Plus il y a de mineurs en ligne, plus le taux de hachage augmente, ce qui signifie qu'il y a plus de « suppositions » générées - ou de tickets de loterie générés. Plus il y a de suppositions - ou de tickets de loterie - plus il est probable que le bon hachage soit découvert rapidement. Étant donné que les blockchains sont généralement conçues pour ajouter des blocs (et libérer de nouvelles pièces) à un rythme constant et prévisible, la difficulté est programmée pour s'ajuster automatiquement après un nombre défini de blocs (2016 pour Bitcoin) afin de maintenir ce rythme constant. Nous comprenons donc qu’une augmentation de la difficulté de minage implique qu’un plus grand nombre de mineurs génèrent des hachages pour trouver une solution. Ou sinon, dans notre analogie, qu’il y ait plus de participants à la loterie, et pour que le suspense dure 10 minutes en moyenne, la valeur du ticket cible diminue (puisque les participants doivent trouver un numéro égal ou inférieur à celui-ci pour gagner).

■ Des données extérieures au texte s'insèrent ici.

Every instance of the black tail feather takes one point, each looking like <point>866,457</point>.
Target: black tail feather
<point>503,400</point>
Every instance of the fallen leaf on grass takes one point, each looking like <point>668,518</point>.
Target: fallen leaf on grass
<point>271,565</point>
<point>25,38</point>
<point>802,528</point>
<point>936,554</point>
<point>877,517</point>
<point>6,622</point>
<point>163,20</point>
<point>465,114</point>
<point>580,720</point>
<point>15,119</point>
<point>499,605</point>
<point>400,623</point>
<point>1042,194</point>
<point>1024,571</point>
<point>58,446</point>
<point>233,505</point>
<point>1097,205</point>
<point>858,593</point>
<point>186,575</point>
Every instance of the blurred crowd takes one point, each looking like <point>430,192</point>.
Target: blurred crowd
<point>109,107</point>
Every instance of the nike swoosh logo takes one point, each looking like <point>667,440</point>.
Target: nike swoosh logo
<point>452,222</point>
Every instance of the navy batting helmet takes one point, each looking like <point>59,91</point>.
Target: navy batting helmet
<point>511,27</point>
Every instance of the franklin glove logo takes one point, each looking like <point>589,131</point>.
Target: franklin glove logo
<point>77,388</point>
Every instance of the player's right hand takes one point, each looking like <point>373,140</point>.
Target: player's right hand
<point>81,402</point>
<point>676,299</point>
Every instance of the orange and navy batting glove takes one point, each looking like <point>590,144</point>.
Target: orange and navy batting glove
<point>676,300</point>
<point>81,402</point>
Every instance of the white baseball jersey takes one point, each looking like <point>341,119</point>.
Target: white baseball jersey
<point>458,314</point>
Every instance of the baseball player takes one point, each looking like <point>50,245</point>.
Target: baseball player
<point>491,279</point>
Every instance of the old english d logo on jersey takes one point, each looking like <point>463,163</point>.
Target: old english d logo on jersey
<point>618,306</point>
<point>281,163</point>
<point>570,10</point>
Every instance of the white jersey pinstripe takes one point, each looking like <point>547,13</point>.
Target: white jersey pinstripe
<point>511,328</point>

Le taux de hachage est à son paroxysme

Il n'y a aucun moyen de connaître avec certitude le hashrate exact de Bitcoin, bien qu'il puisse être estimé. Le hashrate est traditionnellement estimé sur la base de données publiques sur Bitcoin, y compris la métrique de difficulté décrite ci-dessus. Nous pouvons le définir comme le nombre moyen de hachages par seconde produits par les mineurs du réseau. 

Hashrate de Bitcoin
Glassnode

Une augmentation de ce taux de hachage implique que de plus en plus de mineurs tentent de trouver la solution au hachage cible. Ou sinon, que la loterie attire de plus en plus de participants. Cette évolution du taux de hachage impacte directement la difficulté de minage précédemment décrite à la hausse ou à la baisse en fonction du nombre de calculs réalisés par seconde (taux de hachage par seconde).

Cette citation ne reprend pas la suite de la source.